Team 1. Doe down on 10/8/13. If you can't read the date let me know and I will get one date stamped from my camera.


----------



## OutOfVelvet (Jun 25, 2011)

Team 4, doe 10/05/13


----------



## Angie.Keeler (May 9, 2012)

Team 1 Robin Hood! I screamed "whoo team 1!" at the bow shop when I heard my arrows smash today!
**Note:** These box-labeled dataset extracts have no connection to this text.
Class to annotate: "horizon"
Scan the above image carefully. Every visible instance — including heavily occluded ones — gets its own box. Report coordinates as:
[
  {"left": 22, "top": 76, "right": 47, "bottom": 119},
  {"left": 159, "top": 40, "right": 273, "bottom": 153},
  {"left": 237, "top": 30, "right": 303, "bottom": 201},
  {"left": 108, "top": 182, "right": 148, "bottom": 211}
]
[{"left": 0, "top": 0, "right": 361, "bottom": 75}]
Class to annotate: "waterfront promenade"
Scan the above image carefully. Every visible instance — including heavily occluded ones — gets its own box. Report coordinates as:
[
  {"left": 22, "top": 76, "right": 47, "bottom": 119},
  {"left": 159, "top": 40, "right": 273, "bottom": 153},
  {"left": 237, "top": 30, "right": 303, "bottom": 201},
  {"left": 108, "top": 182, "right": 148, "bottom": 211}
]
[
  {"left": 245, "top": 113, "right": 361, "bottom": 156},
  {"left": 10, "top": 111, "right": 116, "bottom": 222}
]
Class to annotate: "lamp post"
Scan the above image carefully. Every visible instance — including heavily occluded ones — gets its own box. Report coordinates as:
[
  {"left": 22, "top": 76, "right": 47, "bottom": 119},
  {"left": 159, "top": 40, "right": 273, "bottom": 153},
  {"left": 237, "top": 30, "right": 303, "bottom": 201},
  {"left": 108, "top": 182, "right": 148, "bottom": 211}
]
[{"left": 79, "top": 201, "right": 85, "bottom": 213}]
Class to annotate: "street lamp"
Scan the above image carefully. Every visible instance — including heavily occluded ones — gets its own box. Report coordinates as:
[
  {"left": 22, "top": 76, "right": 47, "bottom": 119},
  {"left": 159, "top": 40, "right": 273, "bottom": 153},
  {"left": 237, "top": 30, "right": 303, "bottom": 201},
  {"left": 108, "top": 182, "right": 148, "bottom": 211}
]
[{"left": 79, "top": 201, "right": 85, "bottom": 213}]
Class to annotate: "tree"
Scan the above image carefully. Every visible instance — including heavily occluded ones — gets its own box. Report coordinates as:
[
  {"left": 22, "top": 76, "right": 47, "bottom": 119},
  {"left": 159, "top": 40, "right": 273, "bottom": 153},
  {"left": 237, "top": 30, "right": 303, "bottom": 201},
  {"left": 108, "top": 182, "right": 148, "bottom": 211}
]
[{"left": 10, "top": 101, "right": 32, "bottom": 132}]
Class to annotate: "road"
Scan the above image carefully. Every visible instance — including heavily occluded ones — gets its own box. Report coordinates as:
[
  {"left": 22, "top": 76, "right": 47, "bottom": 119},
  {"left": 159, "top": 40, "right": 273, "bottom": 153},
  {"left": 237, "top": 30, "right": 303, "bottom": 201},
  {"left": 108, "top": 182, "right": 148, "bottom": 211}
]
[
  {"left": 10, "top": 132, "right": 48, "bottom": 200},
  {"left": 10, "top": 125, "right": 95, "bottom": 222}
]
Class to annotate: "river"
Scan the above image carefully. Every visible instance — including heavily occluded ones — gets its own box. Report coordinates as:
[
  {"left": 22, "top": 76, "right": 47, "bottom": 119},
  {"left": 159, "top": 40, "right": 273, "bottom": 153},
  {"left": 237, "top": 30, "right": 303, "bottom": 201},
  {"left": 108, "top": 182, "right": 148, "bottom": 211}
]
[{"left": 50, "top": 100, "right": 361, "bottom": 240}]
Lol 11/11/2013


----------



## misshuntressKT3 (Jan 30, 2012)

Team 2 Doe Nov 16


----------



## OutOfVelvet (Jun 25, 2011)

Congratulations!


----------



## jonell (Feb 14, 2012)

*Team 1*

Team 1 - Skunk (10 points?) November 25, 2013.


----------



## smurphysgirl (Mar 6, 2007)

Please add some some points to Team #1
Button Buck 11-30-13...50 points?...Thanks


----------



## Lindz (Dec 30, 2010)

Team 6
129pts for the first buck 
2nd one automatic 50pts?


----------



## CountryWoman (Jul 24, 2006)

Team 1
Buck- 50pts
Skunk :fearwow i would not have taken a picture with that)- 10pts
Robin Hood:cheer2:- 50pts
Doe- 50pts 

Team 2
Doe:banana:- 50pts

Team 4
Doe:banana: -50pts

Team 6
Buck- 50pts
Buck- :archer: 129pts


----------



## CountryWoman (Jul 24, 2006)

So far its Team 6 (by only 19 pts) any other entries need to be entered by the 15th :wink:


----------



## ttate (Jan 31, 2011)

I didn't score him...I'm sure he is over 50 inches but I am new to this and totally forgot....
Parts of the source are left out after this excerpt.